According to a new study published by a medical journal between 420,000 and 790,000 Iraqis have died as a result of war and political violence since the beginning of the US-UK invasion in March, 2003, with 655,000 considered the most likely figure.

655,000 Dead in Iraq since Invasion

Back in October 2004, the Lancet medical journal published research by the Johns Hopkins Bloomberg School of Public Health in Baltimore which estimated that around 100,000 Iraqis had died as a result of the war. This month, that journal has published a new study by the same researchers which, they say, reaffirms the accuracy of the previous survey and moves it on.
The figures are grim. Between 420,000 and 790,000 Iraqis have died as a result of war and political violence since the beginning of the US-UK invasion in March, 2003, with 655,000 considered the most likely figure. Of the violent deaths that occurred after the invasion, 31% were caused by coalition forces (i.e. coalition forces have killed 186,000 Iraqis in the 39 months after the invasion, about 4,700 per month).

This means an additional 2.5% of Iraq's population have died above what would have occurred without the invasion. In other words, Bush and Blair are responsible for setting off a process which has killed as many civilians as they claimed Saddam did in 25 years.

We can expect this survey to be described as "controversial" and similarly dismissed out of hand by many supporters of the US-UK invasion as the earlier one.
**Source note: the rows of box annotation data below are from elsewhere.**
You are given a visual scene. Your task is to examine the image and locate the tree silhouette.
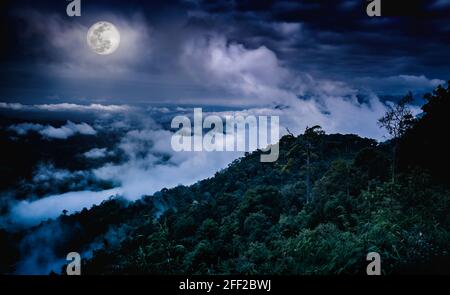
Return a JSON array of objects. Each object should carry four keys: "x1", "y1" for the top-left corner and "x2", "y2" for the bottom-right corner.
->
[{"x1": 378, "y1": 92, "x2": 414, "y2": 182}]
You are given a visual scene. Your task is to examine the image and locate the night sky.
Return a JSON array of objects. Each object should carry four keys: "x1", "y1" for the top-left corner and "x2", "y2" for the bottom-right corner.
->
[{"x1": 0, "y1": 0, "x2": 450, "y2": 105}]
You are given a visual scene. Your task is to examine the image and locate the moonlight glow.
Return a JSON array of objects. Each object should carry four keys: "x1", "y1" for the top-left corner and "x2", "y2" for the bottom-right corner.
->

Somewhat ironically, they may point to the Iraq Body Count (IBC) figure of 44-49,000 civilian deaths. This is like comparing apples to kangaroos, as the IBC is based on English language media reports of deaths and so cannot be considered as anything but a (very low, i.e. extremely unlikely) minimum. But such attacks on methodology ring hollow as the Iraqi estimates are based on the same (standard) methods used to estimate deaths in Darfur and in eastern Congo, both of which were accepted without query. Why? Because it served imperial interests just as denying the Iraq surveys does now.

How do the American and British people feel that their tax money is being used to help destroy so many lives? And how would they feel knowing the profits that corporations are making on all of this? Which is why the supporters of this slaughter will try to undermine this report: they do not want people to know the truth about Iraq and what has been done in their name. How will history judge a system which uses "freedom" simply as (yet another) a cover to advance imperial interests over the bodies of others?